To address the aforementioned concerns, this study proposes a two-step merging strategy to incorporate six popular MSPs (one latest reanalysis and five satellite products) and relatively high-density rain gauges over China from 2000 to 2017, focusing on enhancing the precipitation discrimination ability and absorbing the strengths of MSPs. This strategy is based on XGBoost, GBDT, and RF classification and regression models, and multiple environmental data especially spatial autocorrelation are taken into consideration. The main objectives of this study are the following: (1) to explore the effectiveness of the proposed strategy in all aspects according to various metrics; (2) to compare the performance of the proposed strategy with traditional methods; (3) to assess the influence of MSP spatial resolution and gauge density on model performance. This strategy is expected to improve the accuracy of existing MSPs and explore the potential of more ML algorithms in precipitation.

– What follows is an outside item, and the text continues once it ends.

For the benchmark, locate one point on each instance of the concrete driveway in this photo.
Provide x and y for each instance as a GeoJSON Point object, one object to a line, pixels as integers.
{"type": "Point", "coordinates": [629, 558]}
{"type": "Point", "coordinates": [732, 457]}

2 Study area and materials

2.1 Study area

China, between 73–135 E and 15–53 N, is selected as the study area, which is located in eastern Asia and west of the Pacific Ocean with a land area of 9.6 million km2 (Fig. 1). The elevation of China gradually increases from southeast to northwest, resulting in a complex topography including mountains, plateaus, hills, basins, and plains. China has a diverse climate, including temperate monsoon climate, subtropical monsoon climate, tropical monsoon climate, temperate continental climate, and plateau mountain climate. The Tibetan Plateau is dominated by the plateau mountain climate with a low temperature, strong radiation, abundant sunshine, and little precipitation. However, the southern region has a subtropical monsoon climate characterized by warm winters, hot summers, and abundant rainfall. Annual precipitation over China has high spatial variability, varying between 50 and 2000 mm from west to east. Moreover, the distribution of precipitation amounts and events throughout the year is also extremely uneven. Much more precipitation (70 %–80 %) occurs during the warm season (May to October) than during the cold season (November to April), which is the primary factor for this study to conduct model training according to different seasons. In addition, China is mainly divided into nine river basins, from east to south, including the Continental basin (CB), Songliao River basin (SLRB), Yellow River basin (YERB), Haihe River basin (HARB), Southwest basin (SWB), Yangtze River basin (YARB), Huai He River basin (HURB), Southeast basin (SEB), and Pearl River basin (PRB) (Fig. 1). The runoff of most basins comes mainly from precipitation, while CB is mainly from snow and glacier meltwater.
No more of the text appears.